Front knee stability in the warrior 2 family of poses
Olivia Marley
After a two week Christmas break that involved more sitting and lying down than the average fortnight (for me at least!), we’ve started the year by looking at standing poses - which means the warriors, triangle, high lunge etc. I include these postures in pretty much every flow and hatha class I ever teach, for every level of student, but it’s not because I think they’re easy or just filler postures. It’s because I think they’re SO GOOD. They’re great strengtheners; they’re also sneaky hip openers (but you often don’t feel the stretch like you would in a seated hip opener, at least partly because your legs are working so hard); they’re also great for improving balance and proprioception. And they’re ideal to start a new year’s curriculum with: from the students’ perspective they’ll get up and moving (whether that’s after a break from exercise over Christmas or simply after sitting at a desk all day). And from my perspective I know that in January, more than any other time of year, my classes will be really mixed levels with lots of people either brand new to yoga or coming back after a break. And these poses are ideal for mixed levels classes: unless they have an injury or limiting condition beginners can make the shapes of these postures. But they can continually be refined and will still make experienced practitioners work hard!

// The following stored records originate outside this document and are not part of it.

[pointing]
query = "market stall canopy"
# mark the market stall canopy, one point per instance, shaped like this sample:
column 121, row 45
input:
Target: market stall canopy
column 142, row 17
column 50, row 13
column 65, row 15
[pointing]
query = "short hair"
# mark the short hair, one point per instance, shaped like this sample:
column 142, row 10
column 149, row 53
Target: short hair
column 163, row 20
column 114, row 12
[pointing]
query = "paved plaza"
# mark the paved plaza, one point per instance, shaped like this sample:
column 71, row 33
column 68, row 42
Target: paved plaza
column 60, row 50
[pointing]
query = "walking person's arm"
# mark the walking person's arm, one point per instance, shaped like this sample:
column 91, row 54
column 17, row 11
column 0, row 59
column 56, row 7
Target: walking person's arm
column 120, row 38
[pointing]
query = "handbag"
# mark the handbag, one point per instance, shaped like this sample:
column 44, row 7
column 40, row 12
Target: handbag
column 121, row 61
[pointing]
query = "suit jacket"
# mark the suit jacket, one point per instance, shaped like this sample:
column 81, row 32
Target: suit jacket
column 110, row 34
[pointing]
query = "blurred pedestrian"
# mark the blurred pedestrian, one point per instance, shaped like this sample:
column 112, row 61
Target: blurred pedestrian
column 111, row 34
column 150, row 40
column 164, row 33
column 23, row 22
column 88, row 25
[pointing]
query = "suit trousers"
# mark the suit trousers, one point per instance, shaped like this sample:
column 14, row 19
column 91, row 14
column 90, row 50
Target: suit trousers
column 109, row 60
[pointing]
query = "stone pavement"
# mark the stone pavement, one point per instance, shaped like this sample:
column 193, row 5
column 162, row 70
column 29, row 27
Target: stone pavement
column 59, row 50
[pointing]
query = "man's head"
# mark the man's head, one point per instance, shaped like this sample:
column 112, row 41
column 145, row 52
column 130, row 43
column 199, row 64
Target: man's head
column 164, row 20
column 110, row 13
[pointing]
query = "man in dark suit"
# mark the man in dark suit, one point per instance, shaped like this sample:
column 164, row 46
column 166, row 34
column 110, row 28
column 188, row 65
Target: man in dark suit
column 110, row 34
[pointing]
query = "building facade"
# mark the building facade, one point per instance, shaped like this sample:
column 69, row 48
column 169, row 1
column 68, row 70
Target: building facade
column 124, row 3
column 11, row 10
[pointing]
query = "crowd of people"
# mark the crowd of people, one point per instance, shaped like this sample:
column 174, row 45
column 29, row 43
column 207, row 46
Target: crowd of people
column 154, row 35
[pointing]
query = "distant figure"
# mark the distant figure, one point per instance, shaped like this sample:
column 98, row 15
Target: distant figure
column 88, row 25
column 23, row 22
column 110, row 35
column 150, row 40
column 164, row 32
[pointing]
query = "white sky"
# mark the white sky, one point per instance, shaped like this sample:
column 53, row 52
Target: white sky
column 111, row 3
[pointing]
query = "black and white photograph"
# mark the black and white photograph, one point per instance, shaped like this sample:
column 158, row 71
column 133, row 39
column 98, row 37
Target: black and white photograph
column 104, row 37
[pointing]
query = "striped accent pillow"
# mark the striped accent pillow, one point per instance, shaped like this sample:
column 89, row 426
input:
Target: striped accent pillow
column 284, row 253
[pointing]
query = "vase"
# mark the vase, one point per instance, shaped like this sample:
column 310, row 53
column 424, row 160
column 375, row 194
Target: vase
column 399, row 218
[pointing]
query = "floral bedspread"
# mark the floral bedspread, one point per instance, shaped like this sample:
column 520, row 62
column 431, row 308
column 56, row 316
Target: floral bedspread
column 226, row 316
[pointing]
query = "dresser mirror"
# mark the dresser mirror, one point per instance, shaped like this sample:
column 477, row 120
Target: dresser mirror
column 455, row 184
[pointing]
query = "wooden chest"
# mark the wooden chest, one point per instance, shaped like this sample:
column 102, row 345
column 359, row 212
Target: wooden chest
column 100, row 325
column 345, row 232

Our first particular focus within this group is the warrior 2 family (ie postures where your front leg is turning out, and your chest is turned to the side of your mat). It’s really common in these postures for a student’s front knee to collapse in towards the big toe side of their foot. So my key learning point for students this week has been to feel and learn engage the muscles in their outer hip that will stop their front knee turning in. Here are some of the postures we’ve used, in the order they’ve appeared in class, and with some of the cues I’ve been giving my students:
Ankle to knee pose
concentrate on trying to turn your top knee out (ie move it away from your face) and see if you can feel what switches on in the outside of that hip to turn your knee out
Low lunge
place a hand just on the outside of your front ankle. Use blocks if you prefer. Keep your arm steady, and gently press your front knee out against it. Notice what you feel
Side angle
put a block (or your hand if you prefer) just outside your front ankle. Press your front knee out against your arm and notice what you feel working in your front hip
Warrior 2
remember all the times you’ve felt your outer hip working to press your knee out, and try to bring that sensation into your front leg here. If you were using a block in side angle, leaving it there in warrior 2 will give you some sense of whether your leg is turning in or not
Reverse warrior
when you move your upper body like this it commonly makes your front knee want to straighten and turn in a bit. Apply all you’ve learnt so far about engaging your outer hip to keep your front knee turning out (and keep trying to touch that block with your leg!)